BY GEOFF WEISS
PewDiePie, YouTube’s most-viewed and most-subscribed star of all-time, and Bieber, another digital Goliath who was seeing unbelievable views even months after the release of his latest studio album Purpose, have both been eclipsed by nascent channel Ryan ToysReview.
Having teetered at the top of these charts since last November, 4-year-old Ryan—who has emerged as a standout within the humongously popular children’s toy unboxing space—currently resides as YouTube’s most-watched channel in the world, with more than 585.3 million views in July alone.
What makes this feat even more stunning is the fact that Ryan ToysReview, which boasts a relatively straightforward premise and homespun production values, was established only a little more than one year ago. Since March 2015, Ryan has amassed more than 4 million subscribers and more than 6.5 billion lifetime views.
To give those stats some context, since Ryan ToysReview’s rise to prominence on about Nov. 20, 2015, the channel has amassed about 5.6 billion views for an average of 19.4 million views per day; 807,090 views per hour; 13,541 views per minute; and 224.2 views per second. By comparison, PewDiePie scored 2.71 billion views at a rate of 9.3 million views per day; 386,861 views per hour; 6,448 views per minute; and 107 views per second during the same time frame.
We spoke with Ryan’s parents—who wished to remain anonymous—about why they decided to start making videos, how they’ve spun the pastime into a full-fledged family business, and what Ryan thinks of his newfound viral fame. Check out the interview, which has been condensed and edited for clarity, below:
Tubefilter: What inspired you to start the Ryan ToysReview channel?
Mom: Ryan was watching a lot of toy review channels—some of his favorites are EvanTubeHD and Hulyan Maya—because they used to make a lot of videos about Thomas the Tank Engine, and Ryan was super into Thomas. One day, he asked me, ‘How come I’m not on YouTube when all the other kids are?’ So we just decided—yeah, we can do that. Then, we took him to the store to get his very first toy—I think it was a Lego train set—and it all started from there.
Dad: Another reason we started is because Ryan has a lot of extended family outside of the U.S., so YouTube was a great way to share childhood memories with them. It’s also a great way for us to spend more time together as a family and to bond with him.
TF: At what point did you realize that you had a viral phenomenon on your hands?
Dad: About four months after we started, we began to see a serious spike in viewership, and, after that point, views started doubling month after month. Our largest demographic is children aged 3 to 7 years old. Most of our viewers are in the U.S., but Ryan also has a sizable following in the U.K. and in the Philippines.
The most popular video on our channel, titled “100+ cars toys GIANT EGG SURPRISE OPENING Disney Pixar Lightning McQueen kids video Ryan ToysReview” (below), has about 480 million views. I don’t know why so many people love that video—if I did, I’d make a lot more just like it. What we’ve also noticed is that that video is carrying a lot of the traffic flow to the rest of the channel.

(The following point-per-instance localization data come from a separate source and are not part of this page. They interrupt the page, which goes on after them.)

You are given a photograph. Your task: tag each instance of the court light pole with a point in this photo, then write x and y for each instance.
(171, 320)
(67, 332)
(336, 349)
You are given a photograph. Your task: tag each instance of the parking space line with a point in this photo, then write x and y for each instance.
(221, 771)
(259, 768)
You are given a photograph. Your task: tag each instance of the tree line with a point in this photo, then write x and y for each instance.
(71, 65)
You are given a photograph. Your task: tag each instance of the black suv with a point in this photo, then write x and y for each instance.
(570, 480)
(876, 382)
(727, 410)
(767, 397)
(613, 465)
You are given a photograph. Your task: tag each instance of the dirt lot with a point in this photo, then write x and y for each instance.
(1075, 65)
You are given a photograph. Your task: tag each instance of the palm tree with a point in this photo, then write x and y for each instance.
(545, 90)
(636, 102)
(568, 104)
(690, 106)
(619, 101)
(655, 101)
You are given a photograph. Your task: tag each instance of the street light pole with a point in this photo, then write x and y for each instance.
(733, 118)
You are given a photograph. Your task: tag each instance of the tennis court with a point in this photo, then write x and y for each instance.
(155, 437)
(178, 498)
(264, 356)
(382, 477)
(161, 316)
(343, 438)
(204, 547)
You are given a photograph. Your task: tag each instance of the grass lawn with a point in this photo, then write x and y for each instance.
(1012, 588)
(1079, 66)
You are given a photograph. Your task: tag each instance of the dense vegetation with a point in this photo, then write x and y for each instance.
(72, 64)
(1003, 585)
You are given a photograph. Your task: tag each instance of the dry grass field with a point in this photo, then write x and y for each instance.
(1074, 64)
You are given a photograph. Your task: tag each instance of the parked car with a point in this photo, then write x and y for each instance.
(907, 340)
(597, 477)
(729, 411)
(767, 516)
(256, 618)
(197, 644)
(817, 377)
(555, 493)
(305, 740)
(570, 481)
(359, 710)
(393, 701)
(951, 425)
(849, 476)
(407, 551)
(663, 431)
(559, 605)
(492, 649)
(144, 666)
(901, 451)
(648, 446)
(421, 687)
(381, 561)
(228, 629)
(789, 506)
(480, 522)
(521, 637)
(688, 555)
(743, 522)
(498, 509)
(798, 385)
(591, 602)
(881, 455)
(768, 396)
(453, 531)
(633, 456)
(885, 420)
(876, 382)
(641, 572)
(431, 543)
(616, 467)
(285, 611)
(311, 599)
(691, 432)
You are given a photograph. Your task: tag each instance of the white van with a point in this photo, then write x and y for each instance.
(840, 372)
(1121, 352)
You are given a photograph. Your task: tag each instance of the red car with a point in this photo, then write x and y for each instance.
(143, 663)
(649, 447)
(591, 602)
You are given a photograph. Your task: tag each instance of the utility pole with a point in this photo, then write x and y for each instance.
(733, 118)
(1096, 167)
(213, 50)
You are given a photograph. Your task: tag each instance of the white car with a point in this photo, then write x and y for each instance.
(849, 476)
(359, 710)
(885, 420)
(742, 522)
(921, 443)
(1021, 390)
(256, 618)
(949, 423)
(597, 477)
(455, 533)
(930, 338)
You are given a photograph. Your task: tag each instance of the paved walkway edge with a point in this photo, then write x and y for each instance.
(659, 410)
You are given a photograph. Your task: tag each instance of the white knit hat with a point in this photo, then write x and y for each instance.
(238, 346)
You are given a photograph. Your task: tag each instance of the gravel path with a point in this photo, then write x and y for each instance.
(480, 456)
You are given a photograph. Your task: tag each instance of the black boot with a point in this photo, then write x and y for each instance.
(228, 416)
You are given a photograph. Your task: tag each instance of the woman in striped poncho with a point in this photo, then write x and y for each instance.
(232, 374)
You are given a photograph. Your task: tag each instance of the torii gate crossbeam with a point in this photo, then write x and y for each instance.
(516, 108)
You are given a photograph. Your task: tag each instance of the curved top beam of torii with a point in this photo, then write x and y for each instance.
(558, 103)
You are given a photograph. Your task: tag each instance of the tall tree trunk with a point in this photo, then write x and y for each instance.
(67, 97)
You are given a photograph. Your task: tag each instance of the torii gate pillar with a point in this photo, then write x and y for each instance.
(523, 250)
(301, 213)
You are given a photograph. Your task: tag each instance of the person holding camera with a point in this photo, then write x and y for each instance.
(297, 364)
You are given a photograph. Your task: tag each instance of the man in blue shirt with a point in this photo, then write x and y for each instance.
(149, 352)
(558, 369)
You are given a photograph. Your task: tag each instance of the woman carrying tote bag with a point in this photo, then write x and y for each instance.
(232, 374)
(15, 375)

TF: Has this become a family business?
Mom: I was a high school chemistry teacher and my husband is a structural engineer, but I left my job to focus on the channel full-time. We had no prior experience on YouTube—I’d never uploaded a video in my life—and we’ve learned everything as we’re going.
We post a new video every day, and we typically film two to three videos at a time two to three times per week. We try not to interfere with Ryan’s pre-pre-school schedule, so a majority of the filming takes place during the weekend, and then we’ll edit while he’s in school.
TF: How do you determine which toys to feature?
Dad: Disney cars and Thomas the Tank Engine were the main brands we were focused on when we first started because we noticed that those were keywords on a lot of other popular videos. But now, it’s mainly what Ryan wants to do. When we go to the toy store, we ask him what he wants to play with, and we let him guide us.
Recently, we’ve started to get into the business of branded videos, but 99 percent of the videos on our channel aren’t branded. And we pay for all of the toys that Ryan reviews ourselves.
TF: You must have a ton of toys.
Mom: One room in our house is completely dedicated to toy storage, and another is used as a filming studio. But Ryan doesn’t keep all the toys he gets—we give a lot of them away to friends and family, and also a lot of them away to charity.
TF: What does Ryan make of all that he’s accomplished thus far?
Dad: He’s only 4, so he doesn’t fully understand everything yet. But when we’re out in public—either at a toy store or Target or grocery shopping—people recognize him and he gets very excited. He thinks they’re his friends, and he wants to play with them.
Mom: Right now, he loves making videos. Every time I tell him we’re going to film, he gets so excited. As long as he’s loving it and it doesn’t disrupt his daily routine, we plan on continuing. But the moment he’s not having fun any more, that’s when it will be time to stop.